Garrett Applauds Passage of Swaps Bill by Agriculture Committee

Jan 25, 2012 Issues: Financial Services

WASHINGTON, DC – Rep. Scott Garrett (R-NJ), Chairman of the Financial Services Subcommittee on Capital Markets and Government-Sponsored Enterprises, applauded passage of H.R. 2586, the Swap Execution Facility Clarification Act, by the House Agriculture Committee today with wide bipartisan support.  Introduced by Garrett in July and then passed by the Financial Services Committee in November, H.R. 2586 requires the Commodities Future Trading Commission (CFTC) and the Securities and Exchange Commission (SEC) to finalize swap execution facilities (SEFs) rules that allow the swaps market to naturally evolve towards the best form of execution over time.    

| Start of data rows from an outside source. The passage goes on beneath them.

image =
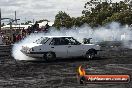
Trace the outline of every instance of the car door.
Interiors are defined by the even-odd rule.
[[[61,38],[53,38],[50,43],[51,51],[55,52],[56,57],[67,58],[68,47],[66,44],[62,44]]]
[[[76,41],[74,38],[66,38],[66,40],[69,41],[68,44],[68,57],[78,57],[82,56],[84,53],[84,49],[82,47],[82,44]]]

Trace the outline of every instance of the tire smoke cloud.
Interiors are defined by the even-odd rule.
[[[72,36],[83,41],[83,38],[92,38],[92,42],[102,42],[102,41],[122,41],[125,42],[124,45],[132,49],[132,44],[127,45],[126,41],[131,40],[132,28],[127,26],[121,26],[120,23],[112,22],[103,27],[91,28],[87,24],[81,27],[72,27],[71,29],[61,28],[57,30],[55,28],[50,28],[48,33],[35,33],[27,36],[24,40],[13,45],[12,56],[16,60],[34,60],[35,58],[28,57],[24,55],[20,50],[22,46],[33,46],[33,42],[44,36]]]

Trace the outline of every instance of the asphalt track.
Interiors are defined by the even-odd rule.
[[[132,77],[131,49],[106,47],[90,61],[68,58],[47,63],[15,61],[9,48],[4,48],[0,54],[0,88],[132,88],[132,81],[127,84],[87,85],[77,82],[80,65],[87,68],[88,74],[130,74]]]

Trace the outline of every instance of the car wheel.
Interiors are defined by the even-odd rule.
[[[56,60],[56,55],[53,52],[48,52],[44,54],[45,61],[53,61]]]
[[[93,59],[95,57],[95,50],[94,49],[91,49],[89,50],[87,53],[86,53],[86,59],[90,60],[90,59]]]

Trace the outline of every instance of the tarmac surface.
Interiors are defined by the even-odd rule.
[[[83,58],[59,59],[55,62],[16,61],[10,56],[10,46],[0,47],[0,88],[132,88],[126,84],[87,84],[77,81],[80,65],[87,73],[130,74],[132,77],[132,50],[105,47],[93,60]],[[5,51],[4,51],[5,50]]]

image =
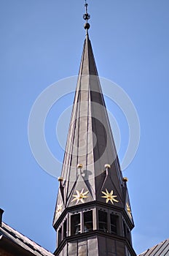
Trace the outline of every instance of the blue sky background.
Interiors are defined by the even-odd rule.
[[[140,146],[123,173],[129,178],[135,224],[133,246],[139,253],[168,238],[169,2],[89,0],[88,4],[99,75],[125,90],[140,118]],[[34,158],[28,120],[44,89],[77,75],[85,34],[84,12],[82,0],[0,1],[0,207],[6,223],[52,252],[58,181]],[[72,104],[73,98],[71,94],[63,99],[47,119],[48,145],[60,159],[63,151],[55,138],[58,111]],[[106,99],[122,132],[122,160],[127,127],[117,107]]]

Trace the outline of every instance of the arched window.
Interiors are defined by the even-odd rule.
[[[81,233],[80,214],[71,216],[71,234],[77,235]]]
[[[93,230],[93,211],[86,211],[83,213],[84,232]]]
[[[98,229],[103,232],[107,232],[107,213],[98,210]]]

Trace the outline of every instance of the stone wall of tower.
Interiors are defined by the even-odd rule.
[[[124,241],[96,235],[68,241],[57,256],[135,256]]]

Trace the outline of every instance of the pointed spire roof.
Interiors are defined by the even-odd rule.
[[[82,200],[84,203],[106,203],[105,193],[108,192],[115,199],[108,203],[123,208],[126,203],[125,184],[86,29],[54,223],[58,217],[58,206],[62,205],[63,211],[76,205],[73,199],[82,189],[83,192],[88,192]],[[106,164],[110,165],[109,168]]]

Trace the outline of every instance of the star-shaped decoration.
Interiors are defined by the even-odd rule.
[[[114,204],[114,202],[117,202],[117,203],[119,202],[118,200],[115,199],[115,197],[117,197],[117,195],[113,195],[113,190],[111,190],[111,192],[109,193],[109,192],[108,192],[107,189],[106,189],[106,192],[103,192],[103,191],[102,191],[101,192],[102,192],[103,195],[105,195],[102,196],[102,197],[106,198],[106,203],[108,203],[109,200],[111,201],[111,203],[112,204]]]
[[[82,203],[84,203],[84,198],[88,197],[86,195],[89,192],[88,191],[84,192],[84,189],[82,189],[81,192],[76,190],[76,195],[74,195],[73,197],[74,197],[71,202],[76,201],[76,205],[80,201]]]
[[[126,209],[127,209],[128,216],[129,216],[130,218],[131,219],[131,218],[132,218],[132,216],[131,216],[131,209],[130,209],[130,207],[128,203],[126,203]]]
[[[62,204],[62,203],[60,202],[60,203],[57,205],[57,209],[56,209],[56,217],[58,217],[60,215],[62,208],[63,208],[63,204]]]

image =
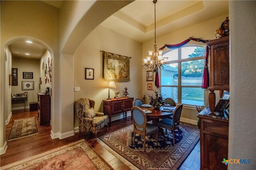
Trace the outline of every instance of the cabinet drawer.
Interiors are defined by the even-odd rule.
[[[220,122],[204,120],[203,127],[204,131],[207,131],[226,135],[228,135],[228,124]]]

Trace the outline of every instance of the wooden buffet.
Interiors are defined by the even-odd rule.
[[[103,100],[103,112],[108,115],[110,127],[111,126],[112,115],[125,112],[126,118],[127,111],[131,110],[134,100],[133,98],[122,98]]]
[[[50,94],[38,93],[38,120],[39,125],[49,124],[50,119],[51,99]]]

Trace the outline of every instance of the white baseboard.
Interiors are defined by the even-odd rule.
[[[194,125],[197,125],[197,121],[194,120],[192,120],[184,118],[183,117],[180,117],[180,121],[182,121],[185,123],[188,123]]]
[[[9,121],[10,121],[10,119],[11,119],[11,117],[12,117],[12,112],[11,111],[11,113],[9,115],[9,117],[8,117],[8,119],[7,120],[5,121],[5,124],[8,125],[9,123]]]
[[[51,130],[51,137],[52,139],[59,138],[60,139],[62,139],[64,138],[74,136],[75,135],[74,131],[70,131],[64,133],[60,133],[59,132],[53,133],[52,131]]]
[[[79,131],[79,127],[76,127],[74,128],[74,132],[78,132]]]
[[[6,151],[6,149],[7,149],[7,142],[6,141],[4,143],[4,147],[2,148],[0,148],[0,155],[4,154],[5,153],[5,152]]]
[[[29,106],[26,106],[26,109],[29,109]],[[24,107],[13,107],[12,110],[20,110],[21,109],[24,109]]]

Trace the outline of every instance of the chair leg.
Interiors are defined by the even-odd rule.
[[[93,133],[94,134],[94,136],[95,136],[95,139],[97,140],[97,133],[98,133],[97,131],[95,131],[92,132],[93,132]]]
[[[136,133],[134,131],[133,133],[133,146],[135,146],[135,137],[136,136]]]
[[[156,132],[156,146],[158,146],[158,129]]]
[[[78,135],[78,138],[80,137],[80,135],[81,135],[81,131],[79,131],[79,135]]]
[[[180,141],[180,128],[178,129],[178,133],[179,134],[179,141]]]
[[[146,151],[146,135],[143,135],[143,141],[144,142],[143,142],[143,149],[144,150],[144,152]]]
[[[175,144],[175,133],[174,133],[174,129],[172,130],[172,138],[173,141],[173,145]]]

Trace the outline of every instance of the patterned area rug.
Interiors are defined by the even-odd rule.
[[[1,167],[1,170],[113,170],[84,140]]]
[[[35,117],[14,120],[7,141],[12,141],[38,134]]]
[[[176,131],[174,146],[172,133],[169,131],[166,134],[166,137],[160,133],[157,146],[154,135],[146,137],[146,152],[143,151],[143,142],[140,136],[136,134],[135,146],[132,146],[133,125],[99,138],[140,169],[176,170],[188,155],[200,137],[199,129],[195,126],[181,123],[180,129],[180,141],[178,140],[178,131]]]

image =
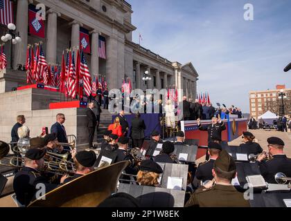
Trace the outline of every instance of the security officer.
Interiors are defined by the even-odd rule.
[[[241,144],[240,146],[242,148],[243,153],[257,155],[263,153],[263,148],[260,144],[253,142],[254,138],[255,137],[250,132],[242,133],[242,139],[245,144]]]
[[[262,154],[257,158],[260,162],[261,173],[265,180],[271,184],[276,184],[274,179],[277,173],[283,173],[287,177],[291,177],[291,159],[284,154],[284,142],[279,137],[270,137],[267,139],[269,154],[272,158],[266,159],[267,155]]]
[[[212,117],[212,124],[207,126],[202,126],[200,123],[200,119],[197,119],[197,124],[200,131],[208,131],[208,142],[213,141],[213,137],[217,137],[221,139],[221,133],[227,128],[221,120],[220,117],[218,119],[216,116]]]
[[[213,164],[212,173],[213,181],[197,189],[186,207],[249,207],[249,202],[244,199],[243,193],[231,185],[231,180],[236,175],[236,166],[227,151],[220,152]]]
[[[154,161],[159,163],[177,164],[178,162],[173,160],[170,157],[171,153],[174,151],[175,146],[173,143],[169,141],[164,142],[160,154],[155,156]]]
[[[94,151],[80,151],[77,153],[73,159],[76,173],[72,176],[67,175],[63,177],[61,184],[67,184],[75,179],[77,179],[84,175],[88,174],[94,170],[94,164],[96,161],[96,155]]]
[[[159,143],[161,143],[160,142],[161,135],[158,131],[153,131],[151,135],[152,135],[152,139],[150,140],[148,149],[146,153],[146,155],[147,156],[152,156],[157,148],[157,145]]]
[[[213,176],[212,174],[212,169],[215,160],[218,157],[220,153],[222,150],[220,144],[211,142],[208,144],[208,153],[210,155],[210,159],[204,163],[199,164],[196,171],[196,178],[204,182],[206,180],[212,180]]]
[[[16,198],[24,206],[28,206],[34,198],[37,184],[44,184],[46,193],[57,187],[57,185],[50,184],[40,173],[44,165],[46,153],[46,149],[29,149],[24,157],[24,166],[14,177],[13,189]]]
[[[177,142],[175,143],[175,145],[179,145],[179,146],[186,146],[184,142],[185,140],[185,134],[183,131],[178,131],[176,133],[176,140]]]
[[[103,139],[101,141],[101,150],[104,149],[107,144],[108,144],[109,135],[112,133],[112,131],[106,131],[103,134]]]

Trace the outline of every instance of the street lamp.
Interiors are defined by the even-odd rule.
[[[16,30],[16,26],[12,23],[10,23],[7,25],[7,28],[8,29],[8,31],[6,34],[5,34],[4,35],[3,35],[1,37],[1,40],[3,42],[7,42],[8,41],[11,41],[11,56],[10,56],[10,63],[11,63],[11,69],[12,69],[12,46],[14,44],[17,44],[17,43],[20,43],[21,42],[21,38],[19,36],[19,32],[17,32],[15,31]]]
[[[285,115],[285,105],[284,105],[284,99],[286,99],[287,96],[286,94],[284,93],[284,90],[281,89],[280,93],[279,94],[279,99],[282,102],[279,105],[279,130],[282,131],[283,130],[283,117]]]

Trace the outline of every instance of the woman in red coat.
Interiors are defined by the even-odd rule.
[[[112,131],[112,134],[118,135],[118,137],[123,135],[122,133],[122,127],[118,117],[116,117],[114,119],[114,122],[108,126],[108,131]]]

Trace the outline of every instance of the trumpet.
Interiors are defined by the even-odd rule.
[[[291,177],[288,177],[284,173],[276,173],[274,178],[277,184],[285,184],[288,182],[288,188],[291,188]]]

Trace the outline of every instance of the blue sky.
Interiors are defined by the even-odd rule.
[[[198,73],[197,91],[249,112],[249,90],[291,88],[291,1],[127,0],[133,41]],[[252,3],[254,20],[245,21]]]

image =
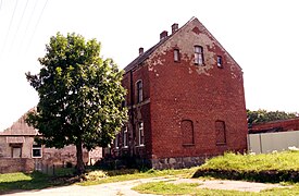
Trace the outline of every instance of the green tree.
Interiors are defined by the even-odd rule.
[[[121,108],[125,89],[123,72],[111,60],[100,58],[100,42],[80,35],[58,33],[39,58],[38,74],[26,73],[38,91],[37,109],[26,122],[48,147],[76,146],[77,172],[85,171],[83,147],[107,147],[123,126],[127,111]]]
[[[259,109],[258,111],[247,110],[248,125],[251,126],[254,123],[286,120],[296,118],[296,113],[287,113],[285,111],[266,111]]]

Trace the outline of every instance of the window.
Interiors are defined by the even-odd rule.
[[[139,136],[139,139],[138,139],[139,146],[144,146],[145,145],[145,133],[144,133],[144,123],[142,122],[138,123],[138,136]]]
[[[216,130],[216,145],[226,144],[225,122],[216,121],[215,130]]]
[[[173,59],[174,59],[174,62],[179,62],[179,50],[178,49],[174,49],[173,51]]]
[[[223,68],[222,57],[221,56],[217,56],[217,66],[219,68]]]
[[[183,145],[194,145],[194,123],[190,120],[184,120],[180,123]]]
[[[114,148],[115,149],[119,149],[119,146],[120,146],[120,134],[116,134],[115,135],[115,139],[114,139]]]
[[[127,148],[127,126],[125,126],[125,130],[123,132],[124,136],[123,136],[123,146],[124,148]]]
[[[203,64],[203,50],[201,46],[195,46],[195,64]]]
[[[10,144],[11,146],[11,157],[21,158],[22,157],[22,144]]]
[[[137,88],[137,102],[142,101],[142,81],[138,81],[136,84]]]
[[[41,145],[33,145],[33,158],[41,158]]]

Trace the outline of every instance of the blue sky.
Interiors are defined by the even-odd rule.
[[[296,0],[0,0],[0,131],[37,103],[25,72],[39,71],[57,32],[97,38],[103,58],[124,68],[192,16],[242,68],[248,109],[299,112],[298,8]]]

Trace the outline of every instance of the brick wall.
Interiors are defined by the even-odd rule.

“I was pleased to see this important bill pass through the House Agriculture Committee today, paving the way for consideration by the full House in the coming weeks” said Garrett after the vote.  “The fact that this bill received such wide bipartisan support, both in the Agriculture Committee and the Financial Services Committee, underscores that this legislation is necessary to rein in overzealous regulators.  With the national unemployment rate locked in above 8%, the last thing we should be doing is intentionally shooting ourselves in the foot.”

Background

Regulating the execution of swap transactions in the U.S., as mandated by the Dodd-Frank Act, is the most significant market structure undertaking since 1934, and if we don’t get it right, then we risk putting the U.S. at a competitive disadvantage with our foreign counterparts.  While for some the goal is to have them trade with continuous pricing like the equity and futures markets, because many swaps are illiquid products with sporadic pricing, that goal simply isn’t practicable at this time.  H.R. 2586 is specifically designed to promote the transparent evolution of swaps trading on SEFs and help to ensure that a vibrant swap market develops in the U.S.  Importantly, it also protects the confidential trading strategies of asset managers, pension funds, insurance companies, farm credit banks and the ability of commercial end-users to access the swap market to fund the long-term projects necessary to create jobs.